Lors de mon premier shooting pour Vogue, la maquilleuse n’avait pas de fond de teint pour les filles noires

Iman se retire du mannequinat en 1994, après avoir marqué de son empreinte le milieu de la mode dans les années 80. Mais si le supermodel quitte le feu des projecteurs, c’est pour mieux briller en dans les coulisses de l’industrie. La même année elle lance une ligne de cosmétiques. Le souvenir des podiums n’est pas bien loin alors : “Lors de mon premier shooting pour Vogue, la maquilleuse n’avait pas de fond de teint pour les filles noires – ça a été le déclic pour créer Iman Cosmetics.”, explique-t-elle. Révolutionnaire pour sa large gamme de teintes pour peaux noires et métissées, en 2010, le chiffres d’affaires de Iman Cosmetics s’élève à un montant de 25 millions de dollars.

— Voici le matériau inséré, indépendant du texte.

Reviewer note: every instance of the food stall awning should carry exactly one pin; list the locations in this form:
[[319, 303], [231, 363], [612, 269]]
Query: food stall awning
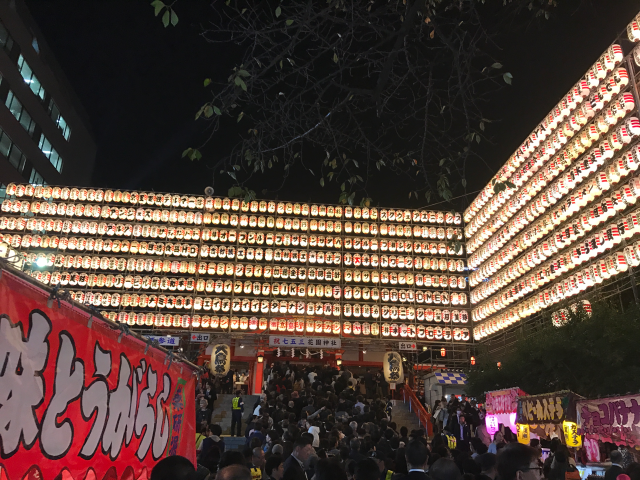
[[447, 378]]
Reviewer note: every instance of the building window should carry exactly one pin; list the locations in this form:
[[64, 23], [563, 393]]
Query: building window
[[59, 121], [50, 153], [13, 153], [30, 78], [36, 178], [6, 41], [21, 114]]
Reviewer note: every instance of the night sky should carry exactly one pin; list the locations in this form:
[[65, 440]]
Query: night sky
[[141, 85]]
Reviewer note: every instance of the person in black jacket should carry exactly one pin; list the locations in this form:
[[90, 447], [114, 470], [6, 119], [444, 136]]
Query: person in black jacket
[[417, 457], [616, 466], [294, 466]]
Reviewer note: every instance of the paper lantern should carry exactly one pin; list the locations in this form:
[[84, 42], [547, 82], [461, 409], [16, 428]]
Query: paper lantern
[[220, 360], [393, 369]]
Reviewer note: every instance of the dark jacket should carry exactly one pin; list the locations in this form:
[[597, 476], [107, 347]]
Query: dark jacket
[[293, 470], [613, 472]]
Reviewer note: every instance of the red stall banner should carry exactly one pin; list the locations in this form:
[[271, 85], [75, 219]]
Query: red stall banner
[[81, 399]]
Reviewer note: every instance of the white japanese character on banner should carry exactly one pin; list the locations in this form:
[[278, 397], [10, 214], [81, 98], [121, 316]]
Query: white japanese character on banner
[[146, 415], [23, 361], [95, 399], [56, 437], [161, 434]]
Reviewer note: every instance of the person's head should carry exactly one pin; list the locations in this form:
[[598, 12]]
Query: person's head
[[257, 457], [234, 472], [174, 467], [231, 457], [487, 462], [275, 467], [302, 448], [378, 457], [416, 454], [616, 457], [367, 470], [518, 462], [444, 469]]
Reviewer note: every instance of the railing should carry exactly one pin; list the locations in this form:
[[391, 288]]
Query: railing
[[424, 417]]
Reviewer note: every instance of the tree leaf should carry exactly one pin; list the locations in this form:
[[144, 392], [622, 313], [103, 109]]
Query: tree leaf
[[157, 5]]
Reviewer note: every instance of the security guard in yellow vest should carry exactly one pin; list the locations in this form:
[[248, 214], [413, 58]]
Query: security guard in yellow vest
[[237, 408], [257, 463]]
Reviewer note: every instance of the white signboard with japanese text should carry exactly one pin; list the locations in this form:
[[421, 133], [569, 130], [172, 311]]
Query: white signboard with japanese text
[[165, 341], [306, 342], [200, 337]]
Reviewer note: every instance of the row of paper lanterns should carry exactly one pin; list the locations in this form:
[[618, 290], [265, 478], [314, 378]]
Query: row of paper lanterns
[[570, 196], [99, 245], [357, 228], [291, 325], [594, 78], [600, 270], [590, 247], [561, 317], [620, 167], [224, 304], [227, 204], [600, 152], [595, 103], [594, 274], [596, 213], [210, 285]]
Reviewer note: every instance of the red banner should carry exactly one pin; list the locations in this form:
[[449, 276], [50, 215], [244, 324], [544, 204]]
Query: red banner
[[80, 399]]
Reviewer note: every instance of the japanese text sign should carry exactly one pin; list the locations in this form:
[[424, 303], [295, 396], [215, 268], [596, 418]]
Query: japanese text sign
[[200, 337], [306, 342], [79, 400], [165, 340], [615, 419], [502, 401]]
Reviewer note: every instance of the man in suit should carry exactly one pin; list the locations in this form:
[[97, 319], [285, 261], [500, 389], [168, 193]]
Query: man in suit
[[462, 432], [616, 466], [417, 457], [295, 465]]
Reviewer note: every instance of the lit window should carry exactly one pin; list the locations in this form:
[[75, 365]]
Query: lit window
[[30, 78], [6, 41], [18, 111], [36, 178], [50, 153], [60, 122], [13, 153]]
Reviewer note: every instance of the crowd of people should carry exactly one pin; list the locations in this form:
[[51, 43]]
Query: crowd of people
[[324, 424]]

Les industries de la mode et de la beauté ont bénéficié de l’impact d’Iman. En 2010, le Conseil des créateurs de mode américains (CFDA) lui décerne le prix d’icône de mode. Ce soir-là, Iman remercie ses parents pour lui avoir légué “un si long cou afin de garder un œil partout dans le monde”. Si bien que tout au long de sa carrière, l’ancien top model a veillé à rendre le monde meilleur par le biais de ses engagements humanitaires auprès d’organisations telles que la Children’s Defense Fund et Action Contre la Faim.

Selon Francesco Carrozzini, fils de l’ex-rédactrice en cheffe du Vogue Italia Franca Sozzani : “le travail d’Iman a bouleversé l’industrie de la mode de façon similaire à celle de Franca : audacieuse, innovante et inclusive.” Ce mardi 27 août, à 64 ans, Iman reçoit le Prix Franca Sozzani qui récompense sa carrière artistique ainsi que sa contribution dans le domaine caritatif.